What is rebalancing in Kafka ?
As the Kafka's documentation tells, the goal of rebalancing is to ensure that all partitions are equally consumed. Equally means here that there is only one consumer linked to one partition. It's important to stress that the rebalancing applies only to consumers belonging to the same group. Thanks to that, Kafka clients can easily handle two messaging approaches: queue (several consumers per group) and publish-subscribe (1 consumer per group).
Rebalancing is done by a special broker called coordinator. Each consumers group has its own coordinator. One broker can coordinate several different groups. It occurs when some changes are detected concerning topics organization (new partitions added) or consumers (consumers joining or leaving group).
Partitioner's role
There is another aspect related to rebalancing - partitioning. When rebalancing is triggered, Kafka needs to determine which partitions will be consumed by which consumers. It can be done thanks to special Kafka represented by the implementations of PartitionAssignor interface. In its 0.9.1 release, 2 partitioners exist:
- round-robin - assigns each next partition to new consumer. For example, suppose we have 2 topics (T1, T2), each one with 3 partitions (P1, P2, P3), and 2 consumers (C1 and C2). On the first round, the partitioner assigns T1-P1 to C1, T1-P2 to C2. After, it works with remaining partitions exactly in the same way, ie. assigns T1-P3 to C1, T2-P1 to C2 and so on.

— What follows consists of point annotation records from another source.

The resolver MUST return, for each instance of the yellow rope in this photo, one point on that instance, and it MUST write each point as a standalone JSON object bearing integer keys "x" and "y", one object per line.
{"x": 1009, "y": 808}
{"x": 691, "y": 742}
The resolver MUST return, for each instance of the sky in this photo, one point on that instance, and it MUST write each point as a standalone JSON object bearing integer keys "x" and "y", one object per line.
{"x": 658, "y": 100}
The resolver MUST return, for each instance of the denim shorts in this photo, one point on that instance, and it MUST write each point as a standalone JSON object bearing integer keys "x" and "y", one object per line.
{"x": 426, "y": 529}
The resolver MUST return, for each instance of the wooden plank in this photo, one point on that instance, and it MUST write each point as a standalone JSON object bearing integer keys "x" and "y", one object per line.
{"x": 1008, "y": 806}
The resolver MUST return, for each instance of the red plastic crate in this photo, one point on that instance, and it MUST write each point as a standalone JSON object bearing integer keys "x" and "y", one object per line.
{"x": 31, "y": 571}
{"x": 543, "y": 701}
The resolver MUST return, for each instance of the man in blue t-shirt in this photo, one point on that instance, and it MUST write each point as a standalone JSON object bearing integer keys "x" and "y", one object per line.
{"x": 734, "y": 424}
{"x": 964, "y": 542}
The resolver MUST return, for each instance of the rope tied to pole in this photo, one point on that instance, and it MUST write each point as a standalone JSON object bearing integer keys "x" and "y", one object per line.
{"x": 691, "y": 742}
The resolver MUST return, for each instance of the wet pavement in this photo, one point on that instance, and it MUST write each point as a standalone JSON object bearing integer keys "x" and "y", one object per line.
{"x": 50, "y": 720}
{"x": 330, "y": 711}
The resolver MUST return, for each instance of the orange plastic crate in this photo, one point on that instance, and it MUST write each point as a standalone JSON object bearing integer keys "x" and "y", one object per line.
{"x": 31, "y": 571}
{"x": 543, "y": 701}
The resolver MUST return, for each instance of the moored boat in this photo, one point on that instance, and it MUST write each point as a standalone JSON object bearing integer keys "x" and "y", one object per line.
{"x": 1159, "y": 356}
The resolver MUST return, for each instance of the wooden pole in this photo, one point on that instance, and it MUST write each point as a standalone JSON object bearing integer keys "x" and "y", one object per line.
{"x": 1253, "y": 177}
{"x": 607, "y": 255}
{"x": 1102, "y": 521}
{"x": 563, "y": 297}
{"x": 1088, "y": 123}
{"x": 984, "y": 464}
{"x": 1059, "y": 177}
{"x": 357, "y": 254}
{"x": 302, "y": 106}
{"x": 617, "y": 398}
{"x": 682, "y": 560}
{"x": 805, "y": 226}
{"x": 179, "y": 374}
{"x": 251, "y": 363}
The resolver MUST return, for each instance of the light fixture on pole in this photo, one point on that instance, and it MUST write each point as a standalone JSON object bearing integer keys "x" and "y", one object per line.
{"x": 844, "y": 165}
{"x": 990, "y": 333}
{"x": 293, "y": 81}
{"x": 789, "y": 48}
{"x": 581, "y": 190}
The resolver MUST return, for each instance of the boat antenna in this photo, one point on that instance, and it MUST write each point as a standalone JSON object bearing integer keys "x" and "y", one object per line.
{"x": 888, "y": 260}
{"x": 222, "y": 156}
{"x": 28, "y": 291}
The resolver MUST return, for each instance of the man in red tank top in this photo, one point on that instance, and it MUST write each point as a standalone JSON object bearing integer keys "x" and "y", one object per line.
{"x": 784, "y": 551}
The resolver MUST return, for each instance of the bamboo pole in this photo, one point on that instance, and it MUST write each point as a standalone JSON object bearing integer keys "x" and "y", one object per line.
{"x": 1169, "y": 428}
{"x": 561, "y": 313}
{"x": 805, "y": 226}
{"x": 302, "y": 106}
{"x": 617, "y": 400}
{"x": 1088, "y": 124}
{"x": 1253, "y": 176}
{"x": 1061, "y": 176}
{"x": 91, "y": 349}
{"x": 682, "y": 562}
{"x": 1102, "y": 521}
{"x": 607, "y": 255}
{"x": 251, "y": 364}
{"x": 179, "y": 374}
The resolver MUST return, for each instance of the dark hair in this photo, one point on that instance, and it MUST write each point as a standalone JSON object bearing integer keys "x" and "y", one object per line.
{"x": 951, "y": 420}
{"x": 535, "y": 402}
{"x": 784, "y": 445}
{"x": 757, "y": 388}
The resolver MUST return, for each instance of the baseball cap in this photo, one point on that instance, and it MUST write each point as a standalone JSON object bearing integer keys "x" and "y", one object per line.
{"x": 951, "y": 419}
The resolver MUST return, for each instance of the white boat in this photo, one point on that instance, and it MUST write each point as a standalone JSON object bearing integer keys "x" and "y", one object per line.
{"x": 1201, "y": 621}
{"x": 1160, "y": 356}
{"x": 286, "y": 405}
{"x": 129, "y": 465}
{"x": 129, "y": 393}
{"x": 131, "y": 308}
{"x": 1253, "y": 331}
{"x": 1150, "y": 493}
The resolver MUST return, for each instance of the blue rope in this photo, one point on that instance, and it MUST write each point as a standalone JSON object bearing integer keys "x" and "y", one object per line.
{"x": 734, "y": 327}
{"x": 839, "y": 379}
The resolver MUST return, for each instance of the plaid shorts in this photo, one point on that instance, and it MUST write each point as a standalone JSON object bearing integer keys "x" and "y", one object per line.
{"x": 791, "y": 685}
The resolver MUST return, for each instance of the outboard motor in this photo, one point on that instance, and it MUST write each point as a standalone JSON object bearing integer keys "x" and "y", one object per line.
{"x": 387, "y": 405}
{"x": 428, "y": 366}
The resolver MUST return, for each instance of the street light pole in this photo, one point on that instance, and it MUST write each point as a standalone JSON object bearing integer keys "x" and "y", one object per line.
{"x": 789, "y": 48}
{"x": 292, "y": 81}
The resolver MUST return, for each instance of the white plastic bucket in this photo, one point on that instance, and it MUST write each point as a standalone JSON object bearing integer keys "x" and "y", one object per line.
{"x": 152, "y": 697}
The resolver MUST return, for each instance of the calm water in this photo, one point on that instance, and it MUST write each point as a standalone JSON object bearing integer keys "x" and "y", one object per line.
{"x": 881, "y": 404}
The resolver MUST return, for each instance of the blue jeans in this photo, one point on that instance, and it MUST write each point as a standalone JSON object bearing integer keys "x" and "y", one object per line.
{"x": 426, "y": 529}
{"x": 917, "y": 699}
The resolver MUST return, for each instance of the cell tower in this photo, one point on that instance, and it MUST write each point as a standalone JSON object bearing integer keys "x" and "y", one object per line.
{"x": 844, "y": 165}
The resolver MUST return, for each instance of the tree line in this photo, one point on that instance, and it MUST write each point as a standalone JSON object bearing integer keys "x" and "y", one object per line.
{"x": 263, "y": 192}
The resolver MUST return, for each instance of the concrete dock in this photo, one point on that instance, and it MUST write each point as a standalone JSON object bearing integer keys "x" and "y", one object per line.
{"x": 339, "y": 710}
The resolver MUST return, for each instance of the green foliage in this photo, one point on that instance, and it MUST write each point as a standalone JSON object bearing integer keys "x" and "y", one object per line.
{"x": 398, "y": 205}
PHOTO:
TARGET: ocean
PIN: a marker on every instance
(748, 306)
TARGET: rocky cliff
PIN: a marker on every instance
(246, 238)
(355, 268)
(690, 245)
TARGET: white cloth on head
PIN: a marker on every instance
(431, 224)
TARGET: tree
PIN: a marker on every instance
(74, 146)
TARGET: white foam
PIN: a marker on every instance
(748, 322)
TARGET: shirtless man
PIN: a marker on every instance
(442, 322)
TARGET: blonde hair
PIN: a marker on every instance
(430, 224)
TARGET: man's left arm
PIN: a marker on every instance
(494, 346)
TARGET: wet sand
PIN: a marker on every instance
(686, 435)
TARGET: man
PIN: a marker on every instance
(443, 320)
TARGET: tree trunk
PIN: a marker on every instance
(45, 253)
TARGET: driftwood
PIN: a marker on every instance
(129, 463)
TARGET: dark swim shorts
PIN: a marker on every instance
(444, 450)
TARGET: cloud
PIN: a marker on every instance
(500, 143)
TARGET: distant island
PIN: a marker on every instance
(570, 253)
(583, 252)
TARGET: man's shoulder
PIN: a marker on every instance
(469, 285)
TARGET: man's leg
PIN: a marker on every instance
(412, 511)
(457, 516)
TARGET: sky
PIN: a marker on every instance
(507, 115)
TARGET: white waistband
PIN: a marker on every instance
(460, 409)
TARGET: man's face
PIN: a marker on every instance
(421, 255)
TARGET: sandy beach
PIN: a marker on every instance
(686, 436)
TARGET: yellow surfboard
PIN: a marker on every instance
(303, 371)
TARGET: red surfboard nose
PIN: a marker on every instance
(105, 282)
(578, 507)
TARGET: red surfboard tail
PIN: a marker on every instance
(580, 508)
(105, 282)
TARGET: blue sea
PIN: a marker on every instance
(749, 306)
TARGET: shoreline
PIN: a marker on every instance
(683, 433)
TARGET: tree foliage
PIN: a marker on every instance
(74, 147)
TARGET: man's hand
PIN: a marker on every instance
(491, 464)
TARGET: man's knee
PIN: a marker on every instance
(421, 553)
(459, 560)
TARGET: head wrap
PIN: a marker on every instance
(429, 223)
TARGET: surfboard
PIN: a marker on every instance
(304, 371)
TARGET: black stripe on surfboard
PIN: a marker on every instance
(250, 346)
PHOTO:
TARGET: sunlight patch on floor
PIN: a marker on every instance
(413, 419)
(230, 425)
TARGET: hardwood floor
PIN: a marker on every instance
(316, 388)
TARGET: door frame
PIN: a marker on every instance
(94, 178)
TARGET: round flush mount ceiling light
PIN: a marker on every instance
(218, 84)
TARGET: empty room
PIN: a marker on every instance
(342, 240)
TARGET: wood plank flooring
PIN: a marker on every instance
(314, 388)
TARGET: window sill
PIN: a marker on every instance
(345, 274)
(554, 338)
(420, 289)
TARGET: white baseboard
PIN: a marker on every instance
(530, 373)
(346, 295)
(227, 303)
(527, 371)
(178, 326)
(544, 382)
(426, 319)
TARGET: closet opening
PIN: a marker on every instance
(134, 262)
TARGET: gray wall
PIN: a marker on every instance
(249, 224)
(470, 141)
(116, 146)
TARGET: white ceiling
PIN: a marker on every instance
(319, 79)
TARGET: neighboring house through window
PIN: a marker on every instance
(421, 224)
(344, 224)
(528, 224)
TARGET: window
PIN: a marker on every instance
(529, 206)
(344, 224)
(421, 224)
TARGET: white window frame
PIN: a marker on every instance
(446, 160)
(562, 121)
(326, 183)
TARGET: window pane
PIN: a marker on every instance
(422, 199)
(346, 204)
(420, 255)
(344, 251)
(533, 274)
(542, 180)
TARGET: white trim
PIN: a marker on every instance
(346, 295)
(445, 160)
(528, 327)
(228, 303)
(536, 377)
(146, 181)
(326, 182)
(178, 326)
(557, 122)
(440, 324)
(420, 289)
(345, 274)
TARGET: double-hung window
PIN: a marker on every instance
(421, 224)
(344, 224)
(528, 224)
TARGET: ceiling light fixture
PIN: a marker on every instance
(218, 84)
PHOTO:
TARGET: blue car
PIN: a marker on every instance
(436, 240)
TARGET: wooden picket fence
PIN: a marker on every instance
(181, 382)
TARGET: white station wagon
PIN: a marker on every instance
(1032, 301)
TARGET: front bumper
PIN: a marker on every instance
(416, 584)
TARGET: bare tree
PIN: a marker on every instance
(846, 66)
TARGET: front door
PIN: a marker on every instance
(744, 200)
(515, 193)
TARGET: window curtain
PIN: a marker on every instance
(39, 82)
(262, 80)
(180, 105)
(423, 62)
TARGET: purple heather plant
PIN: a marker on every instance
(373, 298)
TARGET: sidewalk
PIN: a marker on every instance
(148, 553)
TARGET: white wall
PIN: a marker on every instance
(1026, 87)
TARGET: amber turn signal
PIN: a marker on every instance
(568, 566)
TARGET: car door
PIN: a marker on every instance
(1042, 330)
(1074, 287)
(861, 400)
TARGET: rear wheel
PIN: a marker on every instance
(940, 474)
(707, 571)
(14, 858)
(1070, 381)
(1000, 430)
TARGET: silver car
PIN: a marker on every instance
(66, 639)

- range - compared to round-robin, range assignment is less equal. The algorithm computes the number of partitions for each topic. After it divides this number by the number of available consumers inside one group. The result of this division represents the number of partitions assigned to each consumer, rounded up. So it can leads to inequal balancing. Let's take the same case as previously. By doing the computation, C1 will have 2 partitions, C2 only 1. Since we have 2 topics, the C1 will have 4 partitions to consume while the C2 only 2.
In Java API code, partitions assignment is done by consumer coordinator, presented in the article about coordinators in Apache Kafka. You can observe the assignment process by looking for "Finished assignment" sentences in logs. More precisely, this process is handled by performAssignment(String, String, Map<String, ByteBuffer>) method. Inside it, PartitionAssignor performs partitions assignment by calling its own assign(Cluster, Map<String, Subscription>) method.
Used consumer partitioner is specified in partition.assignment.strategy property.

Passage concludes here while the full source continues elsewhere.